On Sunday, deputies arrested Michael Stillman Maher, 30, of Denver, on charges including theft and impersonating a firefighter. The sheriff's department said Maher was driving through the fire zone with phony firefighter credentials and a stolen government license plate.
His truck was later seen near a bar in Laporte, and investigators said they found a gun and stolen property in the vehicle.
"There's a handful out there that are taking advantage of others," said Sheriff Justin Smith, adding that "if somebody's sneaking around back there, we're going to find them."

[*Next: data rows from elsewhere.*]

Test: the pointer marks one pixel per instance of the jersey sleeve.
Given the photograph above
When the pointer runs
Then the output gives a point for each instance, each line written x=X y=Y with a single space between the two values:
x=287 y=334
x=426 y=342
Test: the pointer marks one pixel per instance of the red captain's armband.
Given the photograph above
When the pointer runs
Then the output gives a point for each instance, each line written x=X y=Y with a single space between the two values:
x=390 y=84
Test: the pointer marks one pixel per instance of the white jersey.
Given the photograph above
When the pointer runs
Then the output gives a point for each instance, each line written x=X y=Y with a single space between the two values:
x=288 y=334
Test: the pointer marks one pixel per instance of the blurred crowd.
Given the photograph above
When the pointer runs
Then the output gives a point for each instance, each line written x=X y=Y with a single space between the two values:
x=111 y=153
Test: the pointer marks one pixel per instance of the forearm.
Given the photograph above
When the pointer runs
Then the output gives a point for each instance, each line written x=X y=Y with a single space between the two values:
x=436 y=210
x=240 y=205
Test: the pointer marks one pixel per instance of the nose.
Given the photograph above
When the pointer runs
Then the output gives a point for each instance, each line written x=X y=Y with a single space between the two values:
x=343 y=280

The fire is also forcing wildlife to flee the flames. A moose seeking shelter in Fort Collins is back in the wild after swimming across Horsetooth Reservoir, according to the Fort Collins Coloradoan (http://noconow.co/M0G9M3 ). Wildlife officials tranquilized the moose, blindfolded it and moved it to an area away from the fire.
Across the West:
- California: A wildfire that forced the evacuation of 150 homes in a rural area of San Diego County surged to 800 acres overnight and was 5 percent contained. Evacuations were voluntary but residents were warned that could change if winds pick up as expected.
- New Mexico: A wildfire in southern New Mexico has destroyed 242 homes and businesses, and firefighters are working to increase
containment and keep an eye out for possible lightning. The 59-square-mile Little Bear Fire in Ruidoso is 60 percent contained. Dan Bastion, a spokesman for crews fighting the fire, said most of the fire is in the mop-up stage, but crews need to build more containment on the fire's active west side to deprive it of fuel.
- Arizona: Firefighters are focusing on protecting electrical transmission lines near a 3,100-acre blaze on the Tonto National Forest in northern Arizona. Officials said hot weather and steep slopes remain a concern, and firefighters are on the alert for thunderstorms and possible lightning strikes. The fire is 15 percent contained.